Transfer Pricing Basics

The concept of transfer pricing under Kenyan law is provided for under:

  1. the Income Tax Act (Cap 470) (the Income Tax Act);
  2. the Income Tax (Transfer Pricing) Rules, 2006; and
  3. the respective double tax treaties that Kenya is a party to.

In addition to these laws, the OECD Transfer Pricing Guidelines for Multinational Enterprises and Tax Administrations (the OECD Guidelines) provide persuasive guidance on the application of transfer pricing principles in:

  1. the preparation of transfer pricing policies for taxpayers;
  2. which jurisdiction taxing rights lie; and
  3. dispute resolution between taxpayers and tax authorities.
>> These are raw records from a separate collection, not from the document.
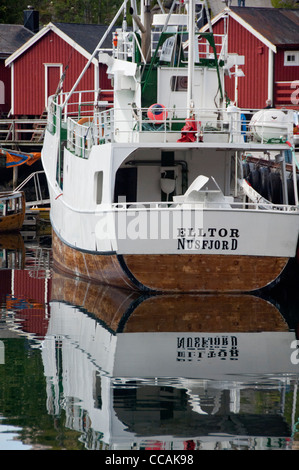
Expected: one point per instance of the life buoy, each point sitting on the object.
(157, 112)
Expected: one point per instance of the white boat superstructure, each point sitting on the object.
(150, 194)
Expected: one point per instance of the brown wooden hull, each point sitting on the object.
(131, 312)
(170, 273)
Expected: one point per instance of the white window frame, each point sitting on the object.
(291, 63)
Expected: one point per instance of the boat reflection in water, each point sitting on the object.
(170, 371)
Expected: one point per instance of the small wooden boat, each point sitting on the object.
(12, 210)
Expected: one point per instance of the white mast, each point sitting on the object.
(191, 28)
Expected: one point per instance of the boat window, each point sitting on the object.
(99, 186)
(126, 185)
(179, 83)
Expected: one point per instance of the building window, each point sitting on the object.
(291, 58)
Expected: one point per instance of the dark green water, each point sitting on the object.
(78, 372)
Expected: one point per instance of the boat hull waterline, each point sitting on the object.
(170, 272)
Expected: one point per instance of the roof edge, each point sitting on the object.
(235, 16)
(49, 27)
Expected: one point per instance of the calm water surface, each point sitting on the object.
(87, 367)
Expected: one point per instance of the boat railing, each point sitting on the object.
(197, 205)
(35, 180)
(88, 121)
(134, 125)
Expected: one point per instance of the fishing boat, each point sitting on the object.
(12, 210)
(150, 194)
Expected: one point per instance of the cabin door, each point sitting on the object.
(53, 73)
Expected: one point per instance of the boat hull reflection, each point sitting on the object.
(170, 371)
At its most basic, transfer pricing may be defined as the concept whereby a fair price (the transfer price) is determined for transactions amongst related entities of different tax residency. From a taxation context, the transfer price will affect the accounting profits of the respective entities and subsequently the taxable profits of each single entity. Section 18 (3) of the Income Tax Act provides the basis for transfer pricing as follows:

“Where a non-resident person carries on business with a related resident person or through its permanent establishment and the course of that business is such that it produces to the resident person or through its permanent establishment either no profits or less than the ordinary profits which might be expected to accrue from that business if there had been no such relationship, then the gains or profits of that resident person or through its permanent establishment or from that business shall be deemed to be the amount that might have been expected to accrue if the course of that business had been conducted by independent persons dealing at arm’s length.”

For ease of explanation:

The transfer price set for the transfer of products from Entity 1 to Entity 2 will not affect the group’s overall/combined profit but will affect the taxable profit of Entity 1. Therefore, where Entity 1 is located in a relatively higher tax jurisdiction, there is incentive within the group to reduce the transfer price in order to decrease Entity 1’s taxable profit in that high tax jurisdiction.

M&A Context

Following an M&A transaction the following factors (list not being exhaustive) tend to materialise within the integrated entities:

  1. The adoption of minority rights by the acquirer. This typically occurs where an acquirer acquires a significant minority of the target entity and obtains control in the target business and is a common acquisition strategy adopted in private equity transactions.
  2. The integration of intangibles such as intellectual property rights and goodwill. Intellectual property rights of the integrated group may be farmed out from one jurisdiction to another or assigned over various jurisdictions.
  3. The post-transaction financing of the integrated group taking the form of shareholder loans spread across multiple jurisdictions.
  4. The integration of a new management group or the involvement of the acquiring entity’s management group in the affairs of the target entities and the centralisation of certain functions such as procurement.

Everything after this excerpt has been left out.